About
About Shaping the Humanities

In view of the Arab Spring in the North African region, the cultural sciences are posing new questions. At this time, the analysis of themes such as digital media, culture and public space, as well as culture and conflict are playing a central part in societal and academic discourse. In the future, too, these themes will be relevant in the humanities, cultural and social sciences, above all with a view to processes of individual and collective identity construction.

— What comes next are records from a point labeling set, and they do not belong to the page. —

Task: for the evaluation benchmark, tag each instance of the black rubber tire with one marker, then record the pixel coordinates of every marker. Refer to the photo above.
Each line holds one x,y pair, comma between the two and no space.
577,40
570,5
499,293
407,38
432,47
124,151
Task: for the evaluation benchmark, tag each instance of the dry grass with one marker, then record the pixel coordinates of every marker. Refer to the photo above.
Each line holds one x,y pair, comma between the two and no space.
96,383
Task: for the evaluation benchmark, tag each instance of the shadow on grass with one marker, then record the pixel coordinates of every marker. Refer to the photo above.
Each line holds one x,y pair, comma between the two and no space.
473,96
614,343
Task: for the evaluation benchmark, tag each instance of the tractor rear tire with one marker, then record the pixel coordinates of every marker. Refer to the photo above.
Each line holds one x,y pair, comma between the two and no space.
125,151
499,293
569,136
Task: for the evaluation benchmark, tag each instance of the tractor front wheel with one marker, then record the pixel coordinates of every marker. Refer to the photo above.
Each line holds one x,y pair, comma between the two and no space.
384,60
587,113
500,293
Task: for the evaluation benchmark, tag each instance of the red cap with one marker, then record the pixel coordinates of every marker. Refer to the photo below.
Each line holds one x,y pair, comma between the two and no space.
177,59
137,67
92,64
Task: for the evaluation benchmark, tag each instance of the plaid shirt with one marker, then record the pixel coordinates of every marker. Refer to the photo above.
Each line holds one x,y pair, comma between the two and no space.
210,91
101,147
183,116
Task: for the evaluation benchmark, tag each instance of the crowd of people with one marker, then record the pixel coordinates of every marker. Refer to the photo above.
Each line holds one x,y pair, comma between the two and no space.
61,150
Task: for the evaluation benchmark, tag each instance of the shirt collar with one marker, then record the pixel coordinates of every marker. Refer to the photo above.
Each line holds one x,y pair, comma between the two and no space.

With the project Scholars in Residence, taking the processes of transformation as point of departure, the Goethe-Institut seeks to promote intercultural dialogue in the area of academic research and to strengthen scientific relations between Germany and the Arabic world on a long-term basis.
During the exchange project, eight next-generation scholars from Egypt, Germany, Morocco and Tunisia will among other things take interdisciplinary approaches to these thematic complexes.
Citizen participation in digital space
The issue of digital space as a new public sphere is arising before the backdrop of political and societal developments in North Africa and the Near East, and in Europe as well. What concrete significance do digital media possess in the context of the political movements in North African Arabic countries – whether for the political organisation of resistance movements or for the development of a new structure of civic communication and public politics?
Transformation of public space
Public space is a constitutive element of societies. It is both a forum encounters as well as a platform for the formation of public opinion. What function did Cairo’s Tahrir Square fulfil during the Arab Spring for the constitution of a critical public? To what extent are public spaces becoming spaces of collective identity? And what transformations of public space took place following the Arab Spring?
"Scholars in Residence" is part of the German-Egyptian and German-Tunisian transformation partnership 2012-2013. The project is an initiative by the Goethe-Institut and being carried out in cooperation with the Institute for Advanced Studies in the Humanities (KWI) and the Ruhr University Bochum’s Centre of Mediterranean Studies (ZMS). Funded with special grants provided by the German Federal Foreign Office.